The Northern Coast Salish had access to cockles at beaches in the Strait of Georgia and the people of Port Simpson collected them from specific locations at Burnt Cliff Island, Finlayson Island, Canoe Pass, South Pass, Georgetown Millsa, Stumaun Bay, Wales Island, Steamer Passage, Winter Harbour, Work Channel, Pearl Harbour and Whiskey Bay [2, 15]. The Haida sometimes picked them up from beaches after a storm .
Cockles were normally harvested by women from pebble and sand beaches as well as mud flats [9, 14, 15, 20]. They were collected at low tides; in winter, a torch was used when searching for cockles at night [2, 9]. Cockle eyes could be spotted fairly easily through the mud or sand. The area next to the eyes was patted with a stick to entice the cockle to bite it so that it could be pulled out . Traditionally, branches and wooden rakes were used .
The Coast Salish and Southwestern Alaskan cultures prepared cockles much like clams and dried them in the same way for storage and trade [10, 12]. The Nootka of Vancouver Island typically ate cockles raw, and Southwestern Alaskans also ate them in this manner when other food supplies were running low [3, 10]. The Coast Salish also used cockles as fishing bait .
West Coast cultures regularly harvested nuttall cockles, also known as basket cockles.
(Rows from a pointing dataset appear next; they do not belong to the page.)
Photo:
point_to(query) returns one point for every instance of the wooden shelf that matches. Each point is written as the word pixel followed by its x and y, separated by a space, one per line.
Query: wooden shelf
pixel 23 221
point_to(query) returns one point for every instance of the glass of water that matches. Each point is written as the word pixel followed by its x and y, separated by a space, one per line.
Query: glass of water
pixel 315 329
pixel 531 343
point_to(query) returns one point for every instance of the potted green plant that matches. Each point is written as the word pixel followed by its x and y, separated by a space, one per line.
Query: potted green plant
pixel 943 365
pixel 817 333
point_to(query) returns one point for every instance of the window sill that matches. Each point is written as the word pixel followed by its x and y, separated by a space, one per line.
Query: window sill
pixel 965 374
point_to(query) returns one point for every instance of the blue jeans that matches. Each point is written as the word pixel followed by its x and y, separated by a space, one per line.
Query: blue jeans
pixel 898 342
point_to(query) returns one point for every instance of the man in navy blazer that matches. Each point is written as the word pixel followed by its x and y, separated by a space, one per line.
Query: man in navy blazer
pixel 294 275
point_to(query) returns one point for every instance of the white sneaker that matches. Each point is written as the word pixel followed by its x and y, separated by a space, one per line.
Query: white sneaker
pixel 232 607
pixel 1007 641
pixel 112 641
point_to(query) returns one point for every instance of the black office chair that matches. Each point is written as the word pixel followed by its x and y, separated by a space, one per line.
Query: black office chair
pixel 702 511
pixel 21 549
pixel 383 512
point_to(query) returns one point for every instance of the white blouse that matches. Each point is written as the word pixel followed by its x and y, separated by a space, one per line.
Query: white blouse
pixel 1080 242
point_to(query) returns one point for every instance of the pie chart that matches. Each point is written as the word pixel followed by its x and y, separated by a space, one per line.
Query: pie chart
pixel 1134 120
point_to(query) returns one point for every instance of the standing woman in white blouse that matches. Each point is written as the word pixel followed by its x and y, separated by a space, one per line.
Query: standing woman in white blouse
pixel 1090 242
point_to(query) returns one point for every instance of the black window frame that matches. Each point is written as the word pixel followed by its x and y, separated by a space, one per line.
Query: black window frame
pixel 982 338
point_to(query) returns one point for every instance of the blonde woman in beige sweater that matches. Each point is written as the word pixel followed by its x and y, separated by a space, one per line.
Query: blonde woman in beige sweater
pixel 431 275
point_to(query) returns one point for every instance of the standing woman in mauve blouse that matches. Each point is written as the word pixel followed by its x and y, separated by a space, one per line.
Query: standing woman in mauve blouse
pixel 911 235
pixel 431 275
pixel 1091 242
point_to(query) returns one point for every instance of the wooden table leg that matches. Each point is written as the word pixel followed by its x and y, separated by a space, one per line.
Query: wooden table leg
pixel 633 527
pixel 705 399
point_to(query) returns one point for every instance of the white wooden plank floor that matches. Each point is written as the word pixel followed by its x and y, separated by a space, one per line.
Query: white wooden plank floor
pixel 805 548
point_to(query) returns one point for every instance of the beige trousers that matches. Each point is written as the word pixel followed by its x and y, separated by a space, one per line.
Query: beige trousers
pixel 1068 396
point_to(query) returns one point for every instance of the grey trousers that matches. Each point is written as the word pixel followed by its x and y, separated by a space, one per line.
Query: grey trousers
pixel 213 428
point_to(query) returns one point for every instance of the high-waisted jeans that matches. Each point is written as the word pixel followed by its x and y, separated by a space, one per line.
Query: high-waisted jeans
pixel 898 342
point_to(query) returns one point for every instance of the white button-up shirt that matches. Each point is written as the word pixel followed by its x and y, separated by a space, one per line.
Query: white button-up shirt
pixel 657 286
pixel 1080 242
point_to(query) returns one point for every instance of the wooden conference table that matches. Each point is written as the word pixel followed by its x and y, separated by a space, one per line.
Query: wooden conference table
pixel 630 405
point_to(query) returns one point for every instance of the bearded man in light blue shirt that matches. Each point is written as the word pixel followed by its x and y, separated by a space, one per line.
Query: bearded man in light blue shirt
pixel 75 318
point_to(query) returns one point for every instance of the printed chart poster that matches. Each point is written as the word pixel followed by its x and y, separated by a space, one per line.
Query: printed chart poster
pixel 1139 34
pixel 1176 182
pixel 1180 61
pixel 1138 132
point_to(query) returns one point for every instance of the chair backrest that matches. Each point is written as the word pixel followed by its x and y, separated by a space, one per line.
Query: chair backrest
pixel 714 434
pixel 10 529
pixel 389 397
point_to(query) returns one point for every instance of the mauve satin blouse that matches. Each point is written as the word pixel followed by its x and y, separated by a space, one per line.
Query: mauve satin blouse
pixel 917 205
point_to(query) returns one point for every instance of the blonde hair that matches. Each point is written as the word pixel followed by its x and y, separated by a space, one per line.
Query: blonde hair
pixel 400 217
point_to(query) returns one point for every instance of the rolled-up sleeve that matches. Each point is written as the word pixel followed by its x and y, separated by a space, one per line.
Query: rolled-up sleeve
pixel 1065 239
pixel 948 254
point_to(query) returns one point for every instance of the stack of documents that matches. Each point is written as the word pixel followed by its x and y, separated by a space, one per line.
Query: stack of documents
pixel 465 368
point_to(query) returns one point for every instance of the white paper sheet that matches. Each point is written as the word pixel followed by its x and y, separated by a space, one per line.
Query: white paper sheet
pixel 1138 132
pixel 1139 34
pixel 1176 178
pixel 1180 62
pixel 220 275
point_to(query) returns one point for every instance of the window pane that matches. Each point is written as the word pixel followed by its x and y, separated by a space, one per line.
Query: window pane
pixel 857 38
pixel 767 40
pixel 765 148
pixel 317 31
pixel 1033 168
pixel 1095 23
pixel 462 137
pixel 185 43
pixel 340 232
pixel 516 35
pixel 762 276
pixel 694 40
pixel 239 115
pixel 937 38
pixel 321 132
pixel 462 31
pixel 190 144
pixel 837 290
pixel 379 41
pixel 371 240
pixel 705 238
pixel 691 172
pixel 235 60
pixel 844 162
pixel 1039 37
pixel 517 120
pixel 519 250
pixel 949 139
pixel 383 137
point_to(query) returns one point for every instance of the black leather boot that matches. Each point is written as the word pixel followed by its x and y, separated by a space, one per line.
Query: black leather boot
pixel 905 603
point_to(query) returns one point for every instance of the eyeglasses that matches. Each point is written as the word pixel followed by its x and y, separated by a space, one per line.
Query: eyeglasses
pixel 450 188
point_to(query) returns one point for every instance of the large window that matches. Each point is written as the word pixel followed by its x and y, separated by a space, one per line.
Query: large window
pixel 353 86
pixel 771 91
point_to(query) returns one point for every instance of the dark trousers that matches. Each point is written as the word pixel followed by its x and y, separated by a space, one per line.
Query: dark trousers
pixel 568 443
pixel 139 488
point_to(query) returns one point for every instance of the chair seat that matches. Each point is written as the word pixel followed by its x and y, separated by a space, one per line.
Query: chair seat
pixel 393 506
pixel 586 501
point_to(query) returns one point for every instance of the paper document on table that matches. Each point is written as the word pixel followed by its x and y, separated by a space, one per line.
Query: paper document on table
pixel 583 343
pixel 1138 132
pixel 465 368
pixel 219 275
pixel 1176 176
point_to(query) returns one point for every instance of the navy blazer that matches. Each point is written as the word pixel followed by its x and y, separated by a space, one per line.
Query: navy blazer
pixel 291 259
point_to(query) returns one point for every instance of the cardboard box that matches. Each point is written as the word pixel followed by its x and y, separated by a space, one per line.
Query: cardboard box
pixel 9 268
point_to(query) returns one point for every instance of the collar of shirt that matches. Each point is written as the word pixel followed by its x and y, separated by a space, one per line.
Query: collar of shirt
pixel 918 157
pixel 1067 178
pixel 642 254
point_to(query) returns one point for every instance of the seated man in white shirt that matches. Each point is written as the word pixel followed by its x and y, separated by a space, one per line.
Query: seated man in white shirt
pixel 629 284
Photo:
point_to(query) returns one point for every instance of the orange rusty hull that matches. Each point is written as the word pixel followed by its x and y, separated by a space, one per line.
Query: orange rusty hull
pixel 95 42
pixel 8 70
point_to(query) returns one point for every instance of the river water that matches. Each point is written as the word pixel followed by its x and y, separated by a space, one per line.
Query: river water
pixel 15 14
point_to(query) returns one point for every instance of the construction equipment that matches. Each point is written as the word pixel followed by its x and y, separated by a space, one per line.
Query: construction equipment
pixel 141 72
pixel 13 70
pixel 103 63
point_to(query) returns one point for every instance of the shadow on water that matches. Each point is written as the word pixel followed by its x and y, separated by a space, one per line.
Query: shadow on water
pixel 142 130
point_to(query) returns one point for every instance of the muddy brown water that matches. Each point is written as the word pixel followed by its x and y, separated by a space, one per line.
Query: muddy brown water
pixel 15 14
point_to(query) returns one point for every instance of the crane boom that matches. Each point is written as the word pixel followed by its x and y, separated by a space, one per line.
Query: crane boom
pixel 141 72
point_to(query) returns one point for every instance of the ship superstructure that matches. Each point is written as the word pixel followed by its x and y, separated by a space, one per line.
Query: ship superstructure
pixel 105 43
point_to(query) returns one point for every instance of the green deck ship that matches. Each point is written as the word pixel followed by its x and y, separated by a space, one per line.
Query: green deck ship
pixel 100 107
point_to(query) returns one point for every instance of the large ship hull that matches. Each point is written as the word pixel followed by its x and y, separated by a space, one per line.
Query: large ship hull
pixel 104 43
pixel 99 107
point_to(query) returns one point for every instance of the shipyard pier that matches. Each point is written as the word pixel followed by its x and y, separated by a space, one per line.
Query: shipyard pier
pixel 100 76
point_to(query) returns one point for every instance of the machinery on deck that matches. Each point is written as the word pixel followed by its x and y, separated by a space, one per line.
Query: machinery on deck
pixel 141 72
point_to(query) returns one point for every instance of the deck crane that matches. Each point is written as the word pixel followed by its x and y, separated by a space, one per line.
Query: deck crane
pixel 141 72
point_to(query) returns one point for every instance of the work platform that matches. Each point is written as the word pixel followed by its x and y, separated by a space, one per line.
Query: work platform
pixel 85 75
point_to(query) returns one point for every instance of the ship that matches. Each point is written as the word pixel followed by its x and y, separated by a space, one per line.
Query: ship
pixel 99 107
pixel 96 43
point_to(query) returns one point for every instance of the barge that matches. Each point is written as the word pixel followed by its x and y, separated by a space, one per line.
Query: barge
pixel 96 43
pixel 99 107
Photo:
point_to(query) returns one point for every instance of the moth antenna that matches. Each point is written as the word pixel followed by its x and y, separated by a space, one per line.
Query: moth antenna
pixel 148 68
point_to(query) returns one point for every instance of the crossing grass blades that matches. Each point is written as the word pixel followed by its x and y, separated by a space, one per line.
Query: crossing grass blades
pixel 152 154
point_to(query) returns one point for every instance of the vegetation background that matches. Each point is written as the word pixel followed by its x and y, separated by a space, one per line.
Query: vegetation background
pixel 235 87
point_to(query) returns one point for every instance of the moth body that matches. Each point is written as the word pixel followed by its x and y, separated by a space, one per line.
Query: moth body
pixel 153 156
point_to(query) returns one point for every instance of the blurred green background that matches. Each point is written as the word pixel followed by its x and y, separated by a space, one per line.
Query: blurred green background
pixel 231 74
The Tlingit saw them as an essential food item [22-24]; in fact, a great number of remains were found in middens along the Northwest coast, including at the Tlingit site Daxatkanada, suggesting that they were consumed a great deal [22, 25].
The Coast Salish called nuttall cockles tliý7em, and the Clayoquot called them huupisi [26, 27]. The Clayoquot named their village, Hupitsit, given the large amounts of huupisi available on nearby beaches . Nuttall cockles may also have been the heart-shaped bivalve reported from early Southeastern Alaskan archeological sites on Traders Island [26, 29]. Nuttall cockles were generally found in large quantities throughout the year on many clam beaches [22, 26, 27]. Tl’étl’iyamay (a small place to get cockles) was a beach well known to Coast Salish for cockles . The Ahousaht benefited from the availability of cockles on beaches near their village and there were also excellent beaches at Hotspring Cove, as well as at Ts’akmiis .
Women picked up nuttall cockles from exposed rocks or dug them up from beaches and mud flats in the intertidal zone during low tide [22, 24, 26, 28]. They lay just below the surface of beaches and could be easily seen by their eyes protruding from the sand, especially when the tide was coming in [26, 28]. A stick was used to tap the surface of the sand just beside the nuttall cockle to encourage them to bite it so that they could be pulled out and shaken off into a collecting basket . The Tlingit collected them by hand as well as with prying or digging sticks while the Coast Salish used hardwood digging sticks [22, 27]. The Manhousat used a special branch that was flat at one end to exhume cockles .
Nuttall cockles were regarded as better raw than cooked because they quickly became tough with cooking [26, 28]. Often, cockles were simply cracked open to extract the meat [24, 27, 28]. The Manhousat never dried cockles and if they were cooked they were removed as soon as the water started to boil . The Coast Salish boiled Nuttall cockles in wooden boxes as well as steamed and dried them . More recently, they were boiled in pots, made into chowder, and fried with sauce [26, 28].
Nuttall cockles have a large foot that was also called a pointer because it continued to move (point) until it was eaten. This foot was used as bait for salmon; cut and frayed to resemble a squid . The Coast Salish used boiled cockles as pacifiers for babies .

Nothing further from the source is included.